Always take up references. I am amazed how often clients don’t contact the references that we’ve provided. We’re proud of them and what we’ve done for them. Someone once said to me it’s like going for a job as a juggler and having a long interview covering where you learnt juggling, why you like it and where you’ve worked and nobody ever saying, ‘Can we see you juggle?’.  I have lost out to firms where I knew that they simply did not have the skills that they needed to complete the engagement. I have lost out and then turned up on a sub-contract role to deliver the exact same requirement, which as, my grandkids would say, was totally awks! We all had a good laugh about it, and I joked that I wished we had spent more time on the first 10 PowerPoint slides.

#4 They need to know what they are talking about (and you can understand it)

Consultants have a reputation for using language and concepts that no one really understands. You can be made to feel an idiot for not being up-to-date with the latest hot topic from The Harvard Business review. The rule of thumb that I use is that if the person cannot explain something simply than they probably don’t understand it themselves. If they can’t understand it, then it’s very unlikely that they’ll be able to implement it in a coherent way. I would urge everyone to say when they don’t understand something or when it’s not clear. There are billions of Pounds that would have been saved on the various consultancy fads if people had just pressed a little harder and been happy to say that the Emperor seems to be buck naked.

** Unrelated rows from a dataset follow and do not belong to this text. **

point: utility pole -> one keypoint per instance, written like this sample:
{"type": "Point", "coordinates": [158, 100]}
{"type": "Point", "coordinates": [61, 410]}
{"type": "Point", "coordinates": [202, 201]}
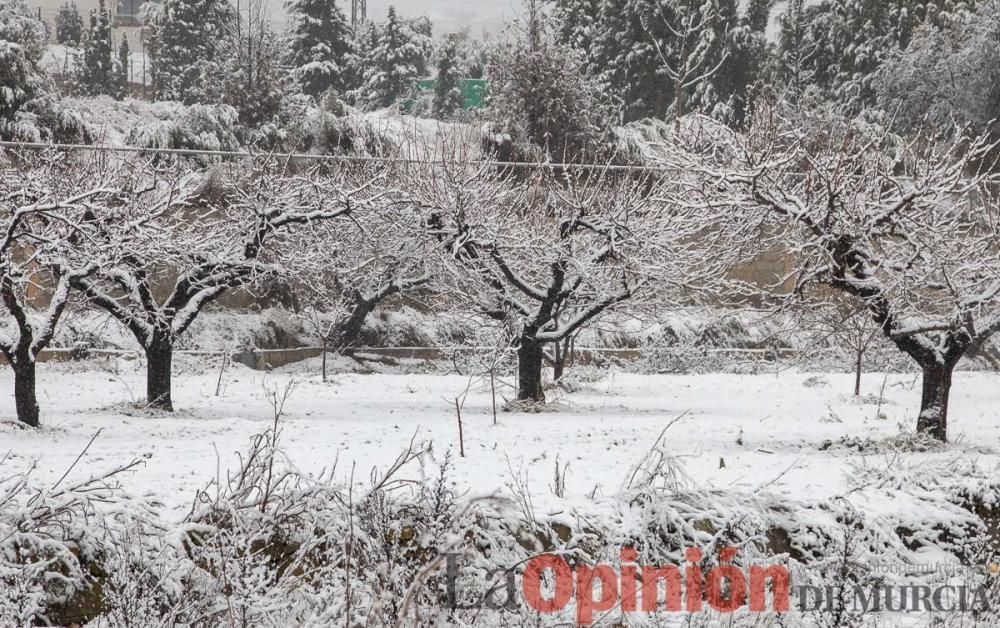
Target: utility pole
{"type": "Point", "coordinates": [359, 13]}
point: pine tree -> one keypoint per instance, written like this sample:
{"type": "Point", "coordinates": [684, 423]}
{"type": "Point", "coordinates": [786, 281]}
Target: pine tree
{"type": "Point", "coordinates": [22, 44]}
{"type": "Point", "coordinates": [447, 93]}
{"type": "Point", "coordinates": [849, 40]}
{"type": "Point", "coordinates": [250, 82]}
{"type": "Point", "coordinates": [391, 69]}
{"type": "Point", "coordinates": [540, 93]}
{"type": "Point", "coordinates": [184, 41]}
{"type": "Point", "coordinates": [96, 73]}
{"type": "Point", "coordinates": [69, 25]}
{"type": "Point", "coordinates": [122, 78]}
{"type": "Point", "coordinates": [320, 40]}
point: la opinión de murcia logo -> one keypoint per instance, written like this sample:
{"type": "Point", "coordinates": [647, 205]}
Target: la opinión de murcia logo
{"type": "Point", "coordinates": [549, 583]}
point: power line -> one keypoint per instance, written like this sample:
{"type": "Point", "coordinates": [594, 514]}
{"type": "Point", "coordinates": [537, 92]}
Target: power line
{"type": "Point", "coordinates": [191, 152]}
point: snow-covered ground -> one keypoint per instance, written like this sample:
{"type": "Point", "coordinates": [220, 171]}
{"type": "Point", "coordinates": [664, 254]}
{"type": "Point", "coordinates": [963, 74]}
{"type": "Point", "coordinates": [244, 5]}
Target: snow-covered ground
{"type": "Point", "coordinates": [736, 433]}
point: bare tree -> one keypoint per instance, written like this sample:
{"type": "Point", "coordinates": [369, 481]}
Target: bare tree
{"type": "Point", "coordinates": [361, 265]}
{"type": "Point", "coordinates": [909, 229]}
{"type": "Point", "coordinates": [202, 237]}
{"type": "Point", "coordinates": [46, 216]}
{"type": "Point", "coordinates": [549, 255]}
{"type": "Point", "coordinates": [688, 48]}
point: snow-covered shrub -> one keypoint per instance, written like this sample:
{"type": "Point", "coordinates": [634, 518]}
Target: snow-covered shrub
{"type": "Point", "coordinates": [58, 121]}
{"type": "Point", "coordinates": [198, 127]}
{"type": "Point", "coordinates": [541, 94]}
{"type": "Point", "coordinates": [51, 546]}
{"type": "Point", "coordinates": [22, 45]}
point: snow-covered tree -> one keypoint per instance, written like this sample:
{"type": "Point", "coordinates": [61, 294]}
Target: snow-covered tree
{"type": "Point", "coordinates": [22, 44]}
{"type": "Point", "coordinates": [220, 228]}
{"type": "Point", "coordinates": [448, 98]}
{"type": "Point", "coordinates": [840, 45]}
{"type": "Point", "coordinates": [908, 230]}
{"type": "Point", "coordinates": [96, 73]}
{"type": "Point", "coordinates": [663, 56]}
{"type": "Point", "coordinates": [122, 69]}
{"type": "Point", "coordinates": [69, 25]}
{"type": "Point", "coordinates": [249, 56]}
{"type": "Point", "coordinates": [320, 45]}
{"type": "Point", "coordinates": [391, 68]}
{"type": "Point", "coordinates": [348, 269]}
{"type": "Point", "coordinates": [540, 93]}
{"type": "Point", "coordinates": [48, 211]}
{"type": "Point", "coordinates": [184, 41]}
{"type": "Point", "coordinates": [547, 256]}
{"type": "Point", "coordinates": [947, 76]}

On one occasion we were talking to a client in the NHS for some consultancy work to create a series of scorecards to improve the efficiency and effectiveness of some of the services that were being offered. At the end of the meeting the CFO asked me why he should use a small consultancy firm when he could use McKinseys. My answer was that if he employed McKinseys there was a very good chance that he’d be the stupidest person in the room, whereas if he employed us, I could guarantee him that he wouldn’t be. Good consultants work hard to make something intelligible. Just as great footballers don’t always make the best coaches, because they struggle to understand why people can’t do things that they find so easy, so clever academic types can find it difficult to talk at a level that the people who make use of what they do can actually understand it and implement.

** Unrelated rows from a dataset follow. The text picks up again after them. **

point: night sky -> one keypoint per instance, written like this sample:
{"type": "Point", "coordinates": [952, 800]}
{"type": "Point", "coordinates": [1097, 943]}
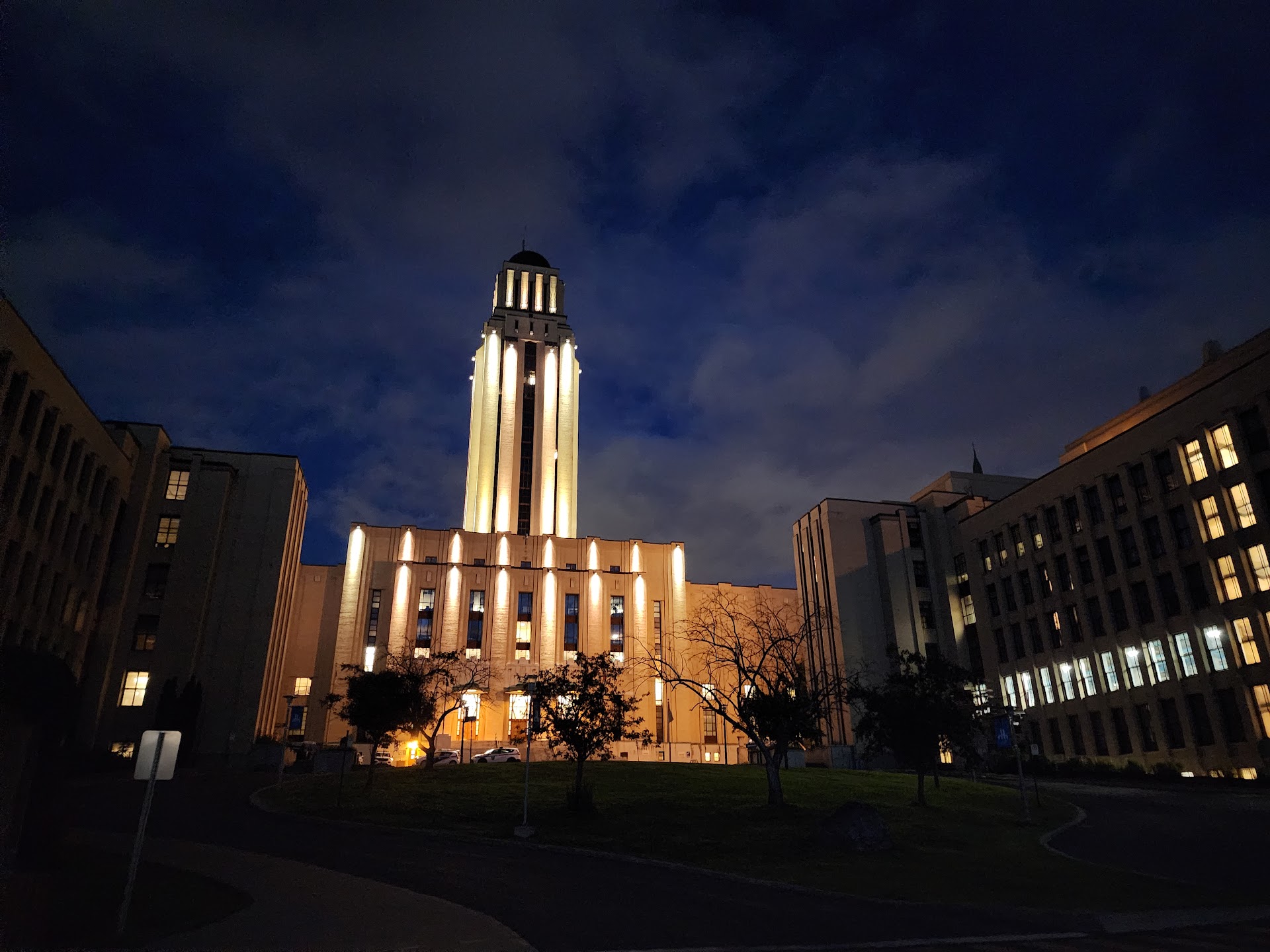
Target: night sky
{"type": "Point", "coordinates": [808, 253]}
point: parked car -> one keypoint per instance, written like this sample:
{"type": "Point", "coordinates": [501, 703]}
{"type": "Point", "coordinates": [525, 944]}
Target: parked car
{"type": "Point", "coordinates": [498, 756]}
{"type": "Point", "coordinates": [443, 758]}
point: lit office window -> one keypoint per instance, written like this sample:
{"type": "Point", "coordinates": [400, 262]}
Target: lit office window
{"type": "Point", "coordinates": [178, 481]}
{"type": "Point", "coordinates": [1242, 506]}
{"type": "Point", "coordinates": [1214, 640]}
{"type": "Point", "coordinates": [1109, 674]}
{"type": "Point", "coordinates": [169, 526]}
{"type": "Point", "coordinates": [1185, 654]}
{"type": "Point", "coordinates": [1133, 666]}
{"type": "Point", "coordinates": [132, 694]}
{"type": "Point", "coordinates": [1224, 447]}
{"type": "Point", "coordinates": [1249, 649]}
{"type": "Point", "coordinates": [1195, 467]}
{"type": "Point", "coordinates": [1260, 567]}
{"type": "Point", "coordinates": [1087, 681]}
{"type": "Point", "coordinates": [1212, 518]}
{"type": "Point", "coordinates": [1230, 580]}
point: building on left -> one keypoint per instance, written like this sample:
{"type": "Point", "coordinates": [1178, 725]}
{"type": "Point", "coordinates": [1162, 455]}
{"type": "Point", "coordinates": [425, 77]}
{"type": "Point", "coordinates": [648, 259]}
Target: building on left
{"type": "Point", "coordinates": [142, 584]}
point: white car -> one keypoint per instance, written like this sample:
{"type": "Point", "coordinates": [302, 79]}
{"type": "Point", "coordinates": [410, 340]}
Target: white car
{"type": "Point", "coordinates": [498, 756]}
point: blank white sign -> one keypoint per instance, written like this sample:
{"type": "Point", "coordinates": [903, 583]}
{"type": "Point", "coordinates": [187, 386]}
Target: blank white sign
{"type": "Point", "coordinates": [148, 750]}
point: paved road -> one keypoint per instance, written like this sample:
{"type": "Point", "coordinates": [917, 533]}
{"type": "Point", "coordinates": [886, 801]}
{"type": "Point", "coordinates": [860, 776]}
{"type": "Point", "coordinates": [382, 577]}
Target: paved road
{"type": "Point", "coordinates": [558, 902]}
{"type": "Point", "coordinates": [1212, 838]}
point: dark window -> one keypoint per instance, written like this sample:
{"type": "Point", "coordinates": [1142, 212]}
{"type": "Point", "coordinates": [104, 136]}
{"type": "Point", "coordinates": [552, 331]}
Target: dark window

#5 They need to be clear how they’ll get the job done

In my opinion this is where you should be spending 50% of the time in discussions with the consultancy. A couple of high level Gannt Charts are not enough. It’s the least exciting part of any engagement but it is where most of the things that will stop the engagement being a success can be found.  You will want to know how much effort you are going to have to put in. The likelihood is that it will be a serious commitment and needs discussing in detail.  You should also have confidence in how they are going to get you to where you want to be and how you will know you are making progress. And most importantly, what are the sorts of risks you should be aware of.  When a consultancy is happy to talk about what could go wrong you know that they have thought seriously about delivery in the real world. If you were setting off on a gruelling adventure into a beautiful wilderness, you’d be well advised to take along a Bear Gryll’s type of person, who knows the pitfalls that you might face and who can get you out of any unforeseen scrapes, as a guide. The equivalent that you see in consulting is someone setting off into the blue beyond armed only with a glossy brochure, a compass app on their mobile phone and a couple of guys who used to be in the Boy Scouts. These are the people who end up, at best, looking like idiots on Social Media and, at worst, dead.

If you follow these 5 rules then you will work with an ideal partner and they will be a consultancy that you will benefit from working with.  If you find a consultancy that meets all these criteria, then be sure to tell all your friends about them.